Yes, there are often a lot of organizational barriers that inhibit doing the right thing. Most organizations like to talk a big game about how innovative they are, but they really just want to keep doing the same things that they've always done.

I have been in the situation where over a period of time I inherited a lot of code that was written by my boss and absolutely critical to our business. Over time I began to see that they had made a number of poor design choices that made it very difficult to work with some of these internal frameworks. For example, there was a lot of global state passed around that kind of worked in production, but made it impossible to run tests in parallel (as well as making some of them flaky even when run serially). I introduced an internal dependency injection framework that leveraged some unusual host language features to remove the global state without painfully having to add a bunch of parameters to every function/class that would have to be passed around. This allowed the tests to run in parallel and completely removed the flaky failures. At the time I introduced the changes, they reduced the time to run all the tests from about 3 minutes to 20 seconds with no flaky failures. This was a major quality of life improvement not only for me, but for everyone else working on this part of the system.

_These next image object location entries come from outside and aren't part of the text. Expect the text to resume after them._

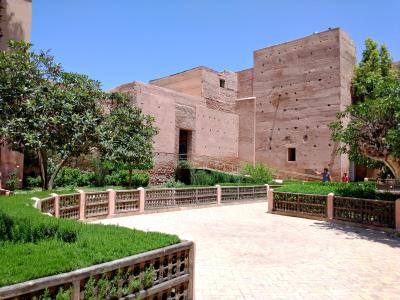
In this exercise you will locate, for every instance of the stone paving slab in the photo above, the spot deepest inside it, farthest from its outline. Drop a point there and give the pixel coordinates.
(244, 253)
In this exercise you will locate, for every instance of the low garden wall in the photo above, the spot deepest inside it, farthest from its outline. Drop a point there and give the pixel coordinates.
(377, 213)
(165, 273)
(86, 205)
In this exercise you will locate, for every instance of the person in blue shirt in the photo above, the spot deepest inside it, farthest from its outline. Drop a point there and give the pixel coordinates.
(326, 176)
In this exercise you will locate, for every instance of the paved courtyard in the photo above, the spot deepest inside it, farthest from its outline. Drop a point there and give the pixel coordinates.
(244, 253)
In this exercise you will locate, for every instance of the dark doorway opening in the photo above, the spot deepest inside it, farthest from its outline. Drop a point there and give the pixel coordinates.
(184, 136)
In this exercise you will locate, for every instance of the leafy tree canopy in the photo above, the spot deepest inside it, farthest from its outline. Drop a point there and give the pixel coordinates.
(369, 129)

Was this work rewarded? No. What I didn't consider when undertaking the refactoring was that I was implicitly making my boss look bad by fixing the systemic problems that they'd introduced. Even worse, I used techniques that were unfamiliar to them which was a further blow to their ego, though they wouldn't have admitted this at the time. Instead, they complained that they didn't understand some of my techniques rather than seriously try to learn what I'd done and appreciate the benefits that it brought. Ultimately, it became soul crushing to realize that they were more invested in doing things the way they'd always done them then to learn how to do things better (or at least offer constructive feedback beyond "I don't superficially understand this so it must be bad"). When you are in this situation, advancement becomes almost impossible because you have now become a threat to your boss, who will never make the mistake of allowing you to be promoted to their level or beyond.

I still think we should all strive to do the best work that we can because ultimately you should feel proud of the work that you've done. But this often comes with a major cost (which may ultimately be that you are forced to leave the organization).